As time past, Gordon's symptoms got worse.
"I couldn't walk, my feet and legs hurt so badly," she added.
Finally, her doctors diagnosed her with lupus.
"Everything that is going on to the lupus is the result of the body's immune system producing antibodies that are directed against parts of your own body," explained Dr. Lee Shapiro, a rheumatologist.
There are several symptoms that you should be aware of.
"Rash, especially with what's called photosensitive rash, which may appears hours or days after sun exposure, joints which can mimics rheumatoid arthritis perfectly," noted Dr. Shapiro.
In more rare cases, the disease can effect your central nervous system.
"Severe inflammation of the kidney, lymphrytis and inflammation in the central nervous system. And there are individuals with lupus that may be present with seizures or stroke like symptoms or confusion," added Dr. Shapiro.

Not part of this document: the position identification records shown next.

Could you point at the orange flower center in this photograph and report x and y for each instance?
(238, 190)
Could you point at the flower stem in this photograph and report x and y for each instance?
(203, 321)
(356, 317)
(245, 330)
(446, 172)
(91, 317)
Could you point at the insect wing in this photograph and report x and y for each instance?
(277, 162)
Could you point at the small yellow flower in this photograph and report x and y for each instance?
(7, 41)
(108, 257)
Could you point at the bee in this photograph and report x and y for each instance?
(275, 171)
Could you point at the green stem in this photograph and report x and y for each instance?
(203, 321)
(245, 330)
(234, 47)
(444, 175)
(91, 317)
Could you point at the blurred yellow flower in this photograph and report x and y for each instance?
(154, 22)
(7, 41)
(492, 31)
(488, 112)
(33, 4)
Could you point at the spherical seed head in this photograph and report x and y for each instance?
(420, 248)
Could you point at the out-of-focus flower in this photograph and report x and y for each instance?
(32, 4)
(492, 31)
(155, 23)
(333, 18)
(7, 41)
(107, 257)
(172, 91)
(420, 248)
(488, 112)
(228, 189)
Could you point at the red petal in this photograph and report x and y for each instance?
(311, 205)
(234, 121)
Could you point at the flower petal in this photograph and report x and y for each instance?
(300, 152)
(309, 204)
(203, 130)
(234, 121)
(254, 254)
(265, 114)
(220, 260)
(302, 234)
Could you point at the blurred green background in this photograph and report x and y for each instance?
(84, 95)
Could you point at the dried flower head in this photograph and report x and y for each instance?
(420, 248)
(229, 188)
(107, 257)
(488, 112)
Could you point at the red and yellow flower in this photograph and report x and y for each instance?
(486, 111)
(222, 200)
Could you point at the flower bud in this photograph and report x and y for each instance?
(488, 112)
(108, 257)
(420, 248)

Gordon said, "I had pericarditis which is inflammation around the heart."
Lupus often over lap with other conditions.
"Individuals with lupus may also sometimes have rheumatoid arthritis or muscle inflammation called myositis. The one that overlap the most commonly is sjogren's
syndrome," said Dr. Shapiro.
The disease is managed with medication.
"There is Benlysta which suppresses the activation of these B cells and another drug called Rituxan which is sometimes used for lupus which is a B cell depleting drug," he explained.
Gordon has learned how to manage the disease.
"You can live a normal life if you take care of yourself. Rest is the key component, you really have to rest," she noted.